Spin Cycle: On Tim Wu and Kevin Kelly
Wu has some supporting counsel, particularly the economists Schumpeter and Friedrich von Hayek. Like both, Wu links innovation to free markets; and like Hayek, who could see a slippery slope coming before most of us could even find our feet, he suspects any nonmarket organization to be regressive. Move one inch toward some kind of vertical integration or centralized control, Wu seems to think, and true to Hayek's predictions we will slide down the greasy ramp to serfdom. Wu turns intermittently to a hostile witness whose testimony recalls the notion of "Godwin's Law." On the Internet, this "law" is used as shorthand for arguments that invoke Hitler as a trump card. Wu offers the Goebbels variation, putting Hitler's propaganda minister on the stand several times to drop the unsubtle hint that if you give government a slice of the communications spectrum, soon enough martial music and fanatical speeches will dominate the airwaves.

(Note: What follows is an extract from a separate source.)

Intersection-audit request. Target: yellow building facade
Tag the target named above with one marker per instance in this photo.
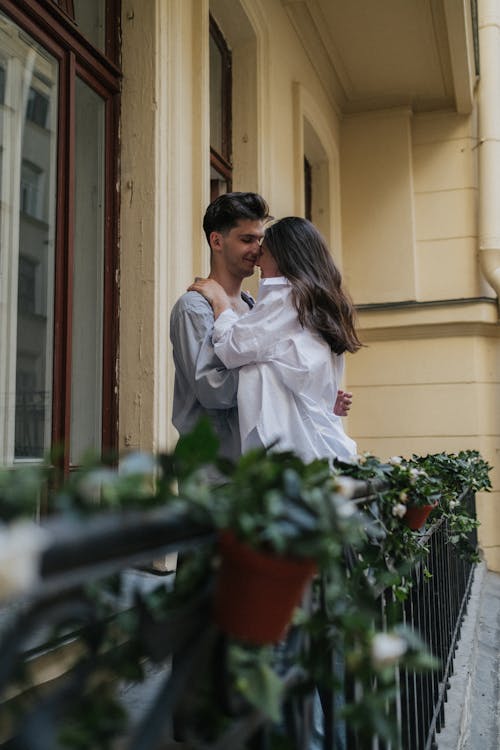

Like any prosecuting attorney, Wu tells a story that sets aside complexity. Many of his villains, for example, started out as valiant entrepreneurs before becoming monopolists. The pattern makes one wonder whether Wu's good guys are simply losers in a nasty competitive world rather than angels who would have remained committed to openness, win or lose. The recurring tendency toward monopoly could be less the result of corporate villainy and government corruption and more a fundamental characteristic of Schumpeterian capitalism—in which case, Wu's innovative capitalism may need government to enforce the rules and temper monopolistic tendencies, while rewarding innovators with quasi-monopolistic intellectual property. For all its inefficiencies and corruptions, government is a key player on both sides of the Cycle, a twist in the story that Wu is reluctant to acknowledge. Remarkably, his celebration of market-driven innovation sidesteps the well-known fact that government subsidy and academic research, not capitalist innovation, produced the Internet. It was, moreover, a European-funded public research laboratory (CERN) that created the World Wide Web; a federally funded laboratory (NCSA) that produced the first viable web browser, Mosaic; and a public university (Berkeley) that "opened" UNIX software code and fought AT&T in court when the latter tried to keep it "closed." These are bedrock technologies of the Internet, beside which Google and Apple are mere homesteading cabins, but they get little showing in Wu's account.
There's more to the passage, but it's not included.